Thursday, June 19, 2014

Abstract 2014 Francesca Fuoli

Francesca Fuoli, SOAS, University of London

Email: f_fuoli@soas.ac.uk

The role of ethnography and the study of Pashto in the construction of the Pashtun race in nineteenth century British colonial discourses on Afghanistan

The years between the two Anglo-Afghan wars –1842 and 1878 – have commonly been understood in terms of Afghan voluntary isolation and British India’s loss of interest in the country, epitomised by its strategy of ‘Masterly Inactivity’. However, the proliferation of record materials on Afghanistan produced by the colonial state in this period, ranging from documents exchanged at a high political level to the flow of information originating from the permanent government representative in Kabul, first appointed in 1856, may tell a very different story. In these same years a strong interest in the study of the Pashtuns began to gain ground among British officials, especially the figures of H. G. Raverty and H. W. Bellew, as demonstrated by the appearance of a number of Pashto grammars, dictionaries, as well as ethnographic and historical studies. Focusing on the way the Pashto idiom was framed as a territorially bounded, standardised and original language, I will argue that this ethnographic knowledge significantly contributed to the emergence of an official colonial discourse, in which Afghanistan, narrowly understood as the portion of land inhabited by the Pashtuns, was constructed as a separate territorial entity.

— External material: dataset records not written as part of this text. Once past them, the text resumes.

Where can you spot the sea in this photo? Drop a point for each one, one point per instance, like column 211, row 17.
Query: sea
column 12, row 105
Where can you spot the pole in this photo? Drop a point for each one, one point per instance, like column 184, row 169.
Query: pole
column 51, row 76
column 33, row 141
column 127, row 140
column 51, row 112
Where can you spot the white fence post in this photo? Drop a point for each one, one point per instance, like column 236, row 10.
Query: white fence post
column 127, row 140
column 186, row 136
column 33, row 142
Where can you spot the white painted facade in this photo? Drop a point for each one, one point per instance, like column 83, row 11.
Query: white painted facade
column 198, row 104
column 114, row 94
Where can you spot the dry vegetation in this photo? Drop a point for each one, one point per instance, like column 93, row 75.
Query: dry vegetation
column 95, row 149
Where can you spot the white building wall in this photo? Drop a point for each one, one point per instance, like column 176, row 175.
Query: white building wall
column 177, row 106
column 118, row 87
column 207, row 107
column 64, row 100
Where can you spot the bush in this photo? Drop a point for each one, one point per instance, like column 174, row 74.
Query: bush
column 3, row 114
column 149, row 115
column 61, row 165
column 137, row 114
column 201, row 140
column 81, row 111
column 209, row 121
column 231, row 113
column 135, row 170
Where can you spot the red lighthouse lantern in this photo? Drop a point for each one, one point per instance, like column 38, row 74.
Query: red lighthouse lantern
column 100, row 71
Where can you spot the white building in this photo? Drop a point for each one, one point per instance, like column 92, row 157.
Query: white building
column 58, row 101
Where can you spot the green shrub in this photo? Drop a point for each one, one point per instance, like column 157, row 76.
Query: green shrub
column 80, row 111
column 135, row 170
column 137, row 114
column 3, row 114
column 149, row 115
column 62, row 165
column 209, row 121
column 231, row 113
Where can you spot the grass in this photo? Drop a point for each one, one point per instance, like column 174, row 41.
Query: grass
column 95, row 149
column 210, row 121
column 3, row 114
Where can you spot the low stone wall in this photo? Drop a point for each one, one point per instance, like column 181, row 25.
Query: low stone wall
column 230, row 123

The colonial state framed an Afghan social landscape divided along clearly demarcated ethnic lines, among which the Pashtuns, glorified as a superior, manly and ‘martial race’, were the legitimate inhabitants of the country. This evaluation of largely under-studied sources, will give new insight into the way British India framed its policies towards the country during its second occupation (1878-1880), as well as into the strategies the British appointed Amir in 1880 used in his radical re-organisation of the Afghan state.